L'enquête a été menée auprès de professeurs, de boursiers post-doctoraux et d'étudiants diplômés afin de comparer les perceptions et les expériences des scientifiques d'origine chinoise et non chinoise.

L'enquête, réalisée entre mai et juillet 2021, a porté sur un échantillon final de 1 949 scientifiques.

Parmi les principales conclusions, il ressort qu'au cours des trois dernières années, 19,5 % des scientifiques chinois aux États-Unis et 11,9 % des scientifiques non chinois ont mis fin ou suspendu de manière inattendue leurs collaborations de recherche avec des scientifiques en Chine.
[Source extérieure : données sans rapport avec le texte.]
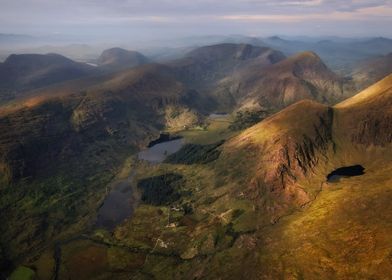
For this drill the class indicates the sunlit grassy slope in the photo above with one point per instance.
(263, 209)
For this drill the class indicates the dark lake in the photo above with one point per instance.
(344, 172)
(159, 152)
(119, 203)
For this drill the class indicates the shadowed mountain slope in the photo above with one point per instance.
(28, 71)
(372, 70)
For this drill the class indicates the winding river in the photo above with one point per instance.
(119, 203)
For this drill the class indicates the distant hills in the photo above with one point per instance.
(372, 70)
(118, 59)
(69, 127)
(28, 71)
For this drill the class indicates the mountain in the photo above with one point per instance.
(88, 131)
(263, 197)
(340, 55)
(372, 70)
(29, 71)
(118, 59)
(204, 66)
(280, 166)
(302, 76)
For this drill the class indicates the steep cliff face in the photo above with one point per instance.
(367, 117)
(282, 150)
(117, 113)
(372, 70)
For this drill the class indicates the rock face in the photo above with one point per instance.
(117, 59)
(368, 115)
(296, 142)
(287, 146)
(122, 110)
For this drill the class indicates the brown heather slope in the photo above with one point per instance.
(264, 209)
(58, 152)
(302, 76)
(23, 72)
(108, 109)
(372, 70)
(287, 146)
(343, 229)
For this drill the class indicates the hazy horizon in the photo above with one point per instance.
(100, 21)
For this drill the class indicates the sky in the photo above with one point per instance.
(157, 19)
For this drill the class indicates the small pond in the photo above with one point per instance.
(218, 115)
(159, 152)
(119, 203)
(344, 172)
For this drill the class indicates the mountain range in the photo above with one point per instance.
(261, 195)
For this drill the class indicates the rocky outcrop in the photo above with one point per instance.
(285, 149)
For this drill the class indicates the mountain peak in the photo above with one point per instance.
(121, 58)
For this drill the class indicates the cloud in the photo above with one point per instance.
(210, 15)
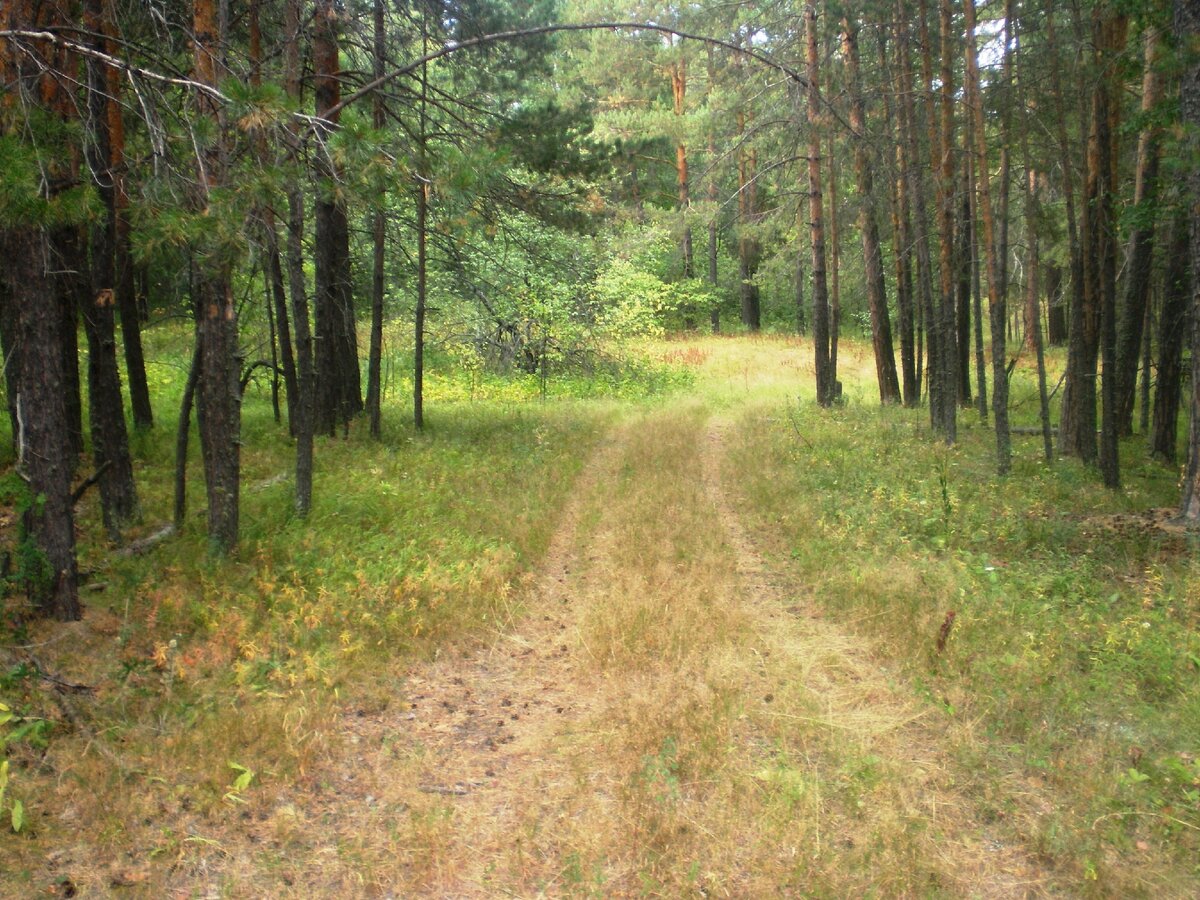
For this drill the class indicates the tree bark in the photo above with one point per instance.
(277, 300)
(1173, 331)
(679, 96)
(713, 196)
(339, 382)
(1187, 27)
(943, 403)
(901, 237)
(966, 234)
(378, 234)
(826, 373)
(42, 436)
(869, 227)
(748, 204)
(913, 178)
(219, 400)
(126, 293)
(996, 303)
(303, 426)
(1141, 246)
(97, 299)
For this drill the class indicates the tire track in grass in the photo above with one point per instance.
(865, 715)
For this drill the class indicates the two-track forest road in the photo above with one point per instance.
(669, 715)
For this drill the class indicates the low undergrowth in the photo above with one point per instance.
(1054, 619)
(195, 685)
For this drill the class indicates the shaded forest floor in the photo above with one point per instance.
(721, 663)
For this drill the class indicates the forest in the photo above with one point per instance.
(474, 448)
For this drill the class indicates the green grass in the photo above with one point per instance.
(1074, 654)
(1069, 677)
(415, 543)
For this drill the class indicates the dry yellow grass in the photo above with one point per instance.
(663, 714)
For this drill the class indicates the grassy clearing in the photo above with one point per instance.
(1073, 658)
(729, 683)
(197, 665)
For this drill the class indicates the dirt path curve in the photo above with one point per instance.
(859, 700)
(669, 714)
(477, 751)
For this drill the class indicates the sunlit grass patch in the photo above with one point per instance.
(1073, 641)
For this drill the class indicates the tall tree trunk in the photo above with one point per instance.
(219, 396)
(304, 424)
(339, 384)
(1147, 375)
(42, 437)
(996, 303)
(977, 298)
(1187, 27)
(33, 316)
(126, 294)
(379, 234)
(869, 227)
(901, 237)
(423, 210)
(277, 300)
(109, 438)
(679, 95)
(713, 196)
(1056, 313)
(946, 413)
(963, 313)
(1075, 423)
(1141, 246)
(1032, 267)
(834, 231)
(826, 373)
(913, 178)
(748, 245)
(1110, 37)
(1089, 325)
(183, 430)
(1173, 330)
On a demandé à ceux qui avaient mis fin à leurs collaborations avec la Chine pourquoi ils s'étaient retirés. La plupart des scientifiques d'origine chinoise (78,5%) ont déclaré que leur éloignement était dû à l'initiative chinoise, contre 27,3% des scientifiques non chinois qui ont donné cette raison.

Les chercheurs ont également interrogé les ressortissants étrangers sur leurs intentions de rester aux États-Unis. Parmi les scientifiques non citoyens américains de l'échantillon, 42,1% des scientifiques d'origine chinoise ont répondu que les enquêtes du FBI et/ou l'initiative chinoise avaient affecté leurs projets de rester aux États-Unis, alors que seulement 7,1% des scientifiques non chinois ont donné cette réponse.
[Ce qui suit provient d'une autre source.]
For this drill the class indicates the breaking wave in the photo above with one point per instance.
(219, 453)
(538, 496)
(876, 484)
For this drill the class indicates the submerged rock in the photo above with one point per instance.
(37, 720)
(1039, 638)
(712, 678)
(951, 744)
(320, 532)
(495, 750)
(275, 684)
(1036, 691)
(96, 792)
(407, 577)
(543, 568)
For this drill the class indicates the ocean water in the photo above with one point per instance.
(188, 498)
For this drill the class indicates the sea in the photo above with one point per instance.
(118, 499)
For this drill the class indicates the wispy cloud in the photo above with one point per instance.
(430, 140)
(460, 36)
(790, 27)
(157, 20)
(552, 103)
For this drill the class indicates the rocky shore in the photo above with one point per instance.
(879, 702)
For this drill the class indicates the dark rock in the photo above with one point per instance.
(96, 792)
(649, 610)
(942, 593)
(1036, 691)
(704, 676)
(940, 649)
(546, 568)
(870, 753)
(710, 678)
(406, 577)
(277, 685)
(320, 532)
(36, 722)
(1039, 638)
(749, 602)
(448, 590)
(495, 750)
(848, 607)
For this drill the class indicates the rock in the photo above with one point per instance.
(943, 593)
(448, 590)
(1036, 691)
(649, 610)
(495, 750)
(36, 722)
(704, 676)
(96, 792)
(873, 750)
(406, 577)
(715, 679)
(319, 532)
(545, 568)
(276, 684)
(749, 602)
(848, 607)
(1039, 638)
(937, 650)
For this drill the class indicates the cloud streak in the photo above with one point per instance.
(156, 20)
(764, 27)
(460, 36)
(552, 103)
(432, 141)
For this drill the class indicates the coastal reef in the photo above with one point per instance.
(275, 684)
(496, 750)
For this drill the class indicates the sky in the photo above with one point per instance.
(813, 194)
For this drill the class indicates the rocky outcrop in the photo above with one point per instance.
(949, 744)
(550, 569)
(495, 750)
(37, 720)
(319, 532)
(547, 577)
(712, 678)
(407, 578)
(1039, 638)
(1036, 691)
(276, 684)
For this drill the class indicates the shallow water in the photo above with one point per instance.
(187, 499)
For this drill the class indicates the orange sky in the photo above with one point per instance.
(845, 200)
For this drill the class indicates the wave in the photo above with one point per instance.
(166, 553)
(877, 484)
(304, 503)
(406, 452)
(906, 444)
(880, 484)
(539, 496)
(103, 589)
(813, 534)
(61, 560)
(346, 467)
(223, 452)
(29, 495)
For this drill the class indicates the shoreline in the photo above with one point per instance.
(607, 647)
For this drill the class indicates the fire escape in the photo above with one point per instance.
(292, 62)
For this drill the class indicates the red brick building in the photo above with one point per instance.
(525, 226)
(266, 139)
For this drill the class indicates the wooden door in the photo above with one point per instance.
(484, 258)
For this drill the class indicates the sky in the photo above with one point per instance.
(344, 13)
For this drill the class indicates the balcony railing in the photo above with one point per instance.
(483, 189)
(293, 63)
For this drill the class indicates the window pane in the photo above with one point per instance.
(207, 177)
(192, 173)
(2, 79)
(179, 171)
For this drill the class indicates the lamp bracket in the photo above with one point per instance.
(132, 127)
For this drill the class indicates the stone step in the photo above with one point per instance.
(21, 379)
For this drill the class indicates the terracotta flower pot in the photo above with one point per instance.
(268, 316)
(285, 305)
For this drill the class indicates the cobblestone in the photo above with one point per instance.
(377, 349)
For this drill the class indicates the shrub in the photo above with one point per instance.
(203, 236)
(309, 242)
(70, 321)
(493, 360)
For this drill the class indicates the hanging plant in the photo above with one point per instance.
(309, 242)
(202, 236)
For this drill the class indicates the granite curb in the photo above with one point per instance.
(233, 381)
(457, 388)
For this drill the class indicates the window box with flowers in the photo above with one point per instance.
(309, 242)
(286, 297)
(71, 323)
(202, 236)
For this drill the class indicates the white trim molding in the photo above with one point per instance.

Selon Lee, les scientifiques, en conséquence directe de l'initiative chinoise, sont moins enclins à demander d'importantes subventions fédérales et moins enclins à collaborer avec la Chine.

"Nous savons qu'il s'agit de deux domaines où des percées se produisent - lorsque les scientifiques travaillent au-delà des frontières et qu'ils disposent des ressources nécessaires pour mener à bien leurs travaux, dit-elle.